Watching my most favorite subjects fail to appear as beautiful in photographs as they did in real life was painful for me, and I came to a point where there was just absolutely no way I could cope with it any longer (that sounds like a potential caption for one of those White People Problems photo, but that's the way it was).  I couldn't afford both a digital camera and a new phone (which I also sorely needed and desired), nor did I want to continue to cart around two separate devices I'd have to juggle between using.

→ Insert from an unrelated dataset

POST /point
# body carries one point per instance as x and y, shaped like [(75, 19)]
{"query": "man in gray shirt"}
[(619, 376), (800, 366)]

I figured if I played my cards right I could find something that was both a good quality camera and a somewhat cutting edge cellphone.  I broke down, renounced my religious creed, and bought an iPhone for, and I swear to you it was for the quality of the pictures and the dual-facing cameras.  The high download rate for porn had nothing to do with it.  A couple hundred dollars later and I was ready to immortalize my children in the manner they deserved.

It was every bit as glorious as I had hoped.  I've had the phone since late August of 2011 and I've taken almost 2,000 pictures and approximately 30 videos, mostly of Rage Baby and her older siblings.  When Rage Baby came home from the hospital, everything was such a new and overstimulating experience to her that whether or not I had some black thing that made noise in my hand didn't seem to affect her one way or the other.  I could snap a picture of whatever face she happened to be making or activity she was engaged in without worry that she would become distracted by me from whatever it was I wanted to put on film.  Gradually, however, she became more aware of and engaged with her surroundings, and she started to get nosy.

It progressed in intensity and frequency until it evolved into what it is today- an intense desire to become dead still and stare at the phone whenever I'm trying to get a picture or video of something.  While it's cute when she lays there without making any type of shrill fussing noise, it does not make for a particularly interesting photo or video.  Yet this is what happens each time, without fail, when she catches me aiming the phone's camera lens in her direction.  And that she will catch me every single time is almost certain.  She has level 42 Paladin powers and can summon the power of various creatures at will, it's said.  Detecting when Mom is covertly trying to aim a camera towards her is a simple matter, and she does it with ease.  I have been foiled in getting a candid photo of her many, many times.  Likely I have failed more times than I can ever hope to succeed.

Not only is there a dearth of photos and videos that don't feature Rage Baby staring blanking in the direction of the camera, I begin to look insane when I start making claims about the things she's learned to do.  I have yet to get video proving that she has ever rolled over, and I've probably recorded and deleted more than 50 different clips trying to get her to say mommy or daddy.  Keep in mind that when the phone isn't in my hand, all she does is ask for me and her daddy.  Over and over and over and gallop and gallop and GOD DAMMIT.  I digress.

This kid may only weigh 11 pounds, but each and every single ounce of those 11 pounds has been crafted and finely honed to somehow foil all activities I attempt to engage in using my phone.  I'm not sure if it's because she's developed a dislike for the phone and all of the time it preoccupies Mommy and Daddy when they should be directing their attentions entirely to her, or if it's something deeply embedded in her genetic code to detest and destroy anything that causes others pleasure.  I don't even think it's important, because no matter what the reason she rages against the iPhone machine, her father and I aren't in control on this one.   So we'll just have to wait until she gets bored of the game, outgrows her antipathy toward the phone, or we just flat out give up.  As long as I don't have to listen to "Killing In The Name Of" or "Bulls on Parade" while I'm waiting, I imagine that I shall survive this tribulation as well.